>> Cervantes, 2009-01-04 13:03:29
amen to niech będzie jak już z takiego zestawienia wyciśniemy jeszcze jakiś fajny bas, co jak słusznie zauważają zgryźliwcy jest przy obecnych możliwościach technologicznych niewykonalne.
Linia podziału interlokutorów przebiega od dawna wzdłuż odwrotnej zależności : efektywności i basu.
tyle że ta odwrotność jest oczywista i zrozumiała na tyle... że można ją przyjąć jako constans i zostawć na boku, ewentualnie dołożyć subwoofer.
tak, to prawda Qubric, że pieprzaki mają wysoką efektywność i nie mają basu, a wszystkim nam zależy na dojściu do konkluzji co takiego sprawia że zestaw hi-fi gra muzykę?
Czy bardziej muzykalna jest wysoka efektywność, czy też niski bas?
Z tego co widzę, osoby które faktycznie posłuchały obu rozwiązań (w tym ja) skłaniają się raczej ku odpowiedzi: wysoka efektywność. Osoby które głównie tylko czytają, twierdzą że równa krzywa SPL z dobrym rozciągnięciem w basie.
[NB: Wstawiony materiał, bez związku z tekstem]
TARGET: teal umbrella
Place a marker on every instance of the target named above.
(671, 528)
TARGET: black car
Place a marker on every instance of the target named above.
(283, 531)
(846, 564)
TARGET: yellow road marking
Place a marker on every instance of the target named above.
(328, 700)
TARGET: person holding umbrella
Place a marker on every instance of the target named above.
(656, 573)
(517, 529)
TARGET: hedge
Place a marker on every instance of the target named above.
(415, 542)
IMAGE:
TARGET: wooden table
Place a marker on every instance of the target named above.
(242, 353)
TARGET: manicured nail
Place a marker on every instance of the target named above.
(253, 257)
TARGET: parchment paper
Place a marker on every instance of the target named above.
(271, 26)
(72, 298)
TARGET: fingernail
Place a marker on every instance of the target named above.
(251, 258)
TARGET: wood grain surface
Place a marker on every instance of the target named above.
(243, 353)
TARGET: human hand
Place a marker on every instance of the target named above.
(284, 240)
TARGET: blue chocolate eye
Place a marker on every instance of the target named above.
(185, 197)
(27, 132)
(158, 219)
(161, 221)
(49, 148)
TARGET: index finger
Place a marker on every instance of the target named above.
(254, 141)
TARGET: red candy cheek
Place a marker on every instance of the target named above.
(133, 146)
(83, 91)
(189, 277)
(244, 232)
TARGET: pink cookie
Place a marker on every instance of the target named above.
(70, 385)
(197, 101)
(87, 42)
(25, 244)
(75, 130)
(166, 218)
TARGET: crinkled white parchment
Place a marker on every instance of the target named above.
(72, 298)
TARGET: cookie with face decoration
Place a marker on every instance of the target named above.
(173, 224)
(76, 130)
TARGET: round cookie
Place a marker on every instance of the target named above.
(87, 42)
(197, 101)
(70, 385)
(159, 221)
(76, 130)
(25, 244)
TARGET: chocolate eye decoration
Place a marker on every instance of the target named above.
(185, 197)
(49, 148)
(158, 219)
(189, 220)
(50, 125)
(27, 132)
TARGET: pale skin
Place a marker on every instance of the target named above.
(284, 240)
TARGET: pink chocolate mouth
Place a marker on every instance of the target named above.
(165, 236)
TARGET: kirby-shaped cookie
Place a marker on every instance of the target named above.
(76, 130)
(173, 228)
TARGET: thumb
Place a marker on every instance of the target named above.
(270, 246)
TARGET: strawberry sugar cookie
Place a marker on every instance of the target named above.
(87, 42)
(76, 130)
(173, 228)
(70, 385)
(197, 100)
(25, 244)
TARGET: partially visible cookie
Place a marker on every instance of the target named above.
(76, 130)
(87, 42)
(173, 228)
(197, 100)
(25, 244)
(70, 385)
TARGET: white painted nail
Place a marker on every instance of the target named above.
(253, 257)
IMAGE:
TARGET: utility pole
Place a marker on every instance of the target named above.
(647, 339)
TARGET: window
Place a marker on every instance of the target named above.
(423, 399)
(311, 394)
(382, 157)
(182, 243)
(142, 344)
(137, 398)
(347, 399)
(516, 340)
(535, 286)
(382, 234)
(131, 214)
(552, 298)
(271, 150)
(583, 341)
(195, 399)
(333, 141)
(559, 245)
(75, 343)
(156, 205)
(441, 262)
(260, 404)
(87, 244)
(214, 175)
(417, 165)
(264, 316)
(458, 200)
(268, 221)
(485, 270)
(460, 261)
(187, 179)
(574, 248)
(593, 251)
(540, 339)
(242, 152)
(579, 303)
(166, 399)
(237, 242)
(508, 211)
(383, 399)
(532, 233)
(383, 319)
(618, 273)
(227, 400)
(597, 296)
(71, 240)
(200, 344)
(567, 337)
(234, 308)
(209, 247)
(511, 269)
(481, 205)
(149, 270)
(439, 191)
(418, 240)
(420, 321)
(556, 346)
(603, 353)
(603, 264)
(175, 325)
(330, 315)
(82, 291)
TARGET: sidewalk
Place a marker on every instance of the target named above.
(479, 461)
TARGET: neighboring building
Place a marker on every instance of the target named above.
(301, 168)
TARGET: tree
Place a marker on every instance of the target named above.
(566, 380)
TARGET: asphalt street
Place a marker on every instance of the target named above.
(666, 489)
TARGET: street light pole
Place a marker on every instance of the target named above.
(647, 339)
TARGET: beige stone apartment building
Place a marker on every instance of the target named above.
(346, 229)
Ponieważ wskaźniki mocy stały się neimodne, modne za to stały się naklejki (500W PMPO), mało kto wie, że naprawdę słucha przez 80-90% czasu na 0,5-1W.
Mało który producent wzmacniaczy podaje jeszcze pomiar "slew rate", czyli tempo narastania sygnału, który jest trudniejszy do uzyskania niż zwykła moc, a jednoceśnie znacznie bardziej wpływa na to co słyszymy i odbieramy jako dynamikę, zwłaszcza przy sluchaniu energii na poziomie góra 1W.
Niby prosta zależność że im bardizej efektywny głośnik tym mniej mocy potrzeba, zdaneim \'logików" jest bez znaczenia w dobie tranzystorowych wzmacniaczy >100W.
Ale muzyka to setki i miliony różnych przebiegów o różnej częstotliwości i natężeniu, pokrytych dodatkowo częstotliwośćiami o kilka rzędów wielkości mniejszych energiach (barwy, drewnianość, indywidualność), które sumują się w mikrofonie w danej jednostce czasu i następnie są "desumowane" w pojedyńczej membranie, która musi po prostu "bez chwili zastanowienia" znaleźć się w okreśłonym miejscu aby odtworzyć dosyć losowy stan akustyczny w danym "kwancie" czasu. Aby to uczynić, wzmacniacz musi wiernie wzmocnić taki "losowy" sygnał elektryczny z całym jego mikro-zróżnicowaniem w danym kwancie czasu.
Tu chodzi przede wszystkim o CZAS. Co mi z tego że wzmak produkuje 1000W, skoro robi to z przyśpieszeniem starej kobyły? Na odtworzenie barwy, przestrzeni i akustyki JEST BARDZO MAŁO CZASU.
Pieprzaki na szmacianym zawieszeniu są po prostu szybsze w skoku i mniej wymagają od wzmacniacza. Lampa ze względu na brak barier napięciowych i efektu pamięciowego obecnych w tranzystorze lepiej oddaje mikrozmiany sygnału.